Self Attention in Transformers

Authors
  • Amit Shekhar
    Name
    Amit Shekhar
    Published on
Self Attention in Transformers

In this blog, we will learn about Self Attention in Transformers. We will understand what it is, how it works step by step, and why it is the heart of modern Large Language Models like BERT and GPT.

We will cover the following:

  • What is Self Attention?
  • Why do we need Self Attention?
  • Query, Key, and Value vectors
  • Step-by-step working of Self Attention
  • A simple example walk-through
  • Why Self Attention works so well
  • Multi-Head Self Attention
  • Where Self Attention is used

I am Amit Shekhar, Founder @ Outcome School, I have taught and mentored many developers, and their efforts landed them high-paying tech jobs, helped many tech companies in solving their unique problems, and created many open-source libraries being used by top companies. I am passionate about sharing knowledge through open-source, blogs, and videos.

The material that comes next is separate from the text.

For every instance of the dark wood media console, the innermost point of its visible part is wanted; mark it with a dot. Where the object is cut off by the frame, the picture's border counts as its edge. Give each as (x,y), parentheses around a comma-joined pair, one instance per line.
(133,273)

I teach AI and Machine Learning at Outcome School.

Let's get started.

What is Self Attention?

Self Attention is a mechanism that allows every token in a sequence to look at every other token in the same sequence, including itself, to understand the context.

In simple words, Self Attention = Self + Attention. The word "Attention" means each token decides how much it should focus on the other tokens.

So, every word in a sentence looks at every other word in the same sentence and figures out which words matter the most for its meaning.

Why do we need Self Attention?

The best way to learn this is by taking an example.

Consider the sentence:

The animal did not cross the street because it was too tired.

Now, the question is: what does the word it refer to?

As humans, we know that it refers to the animal, because the animal was too tired to cross.

Now, let's read one more sentence:

The animal did not cross the street because it was too wide.

Same structure. Same word it. But now, what does it refer to?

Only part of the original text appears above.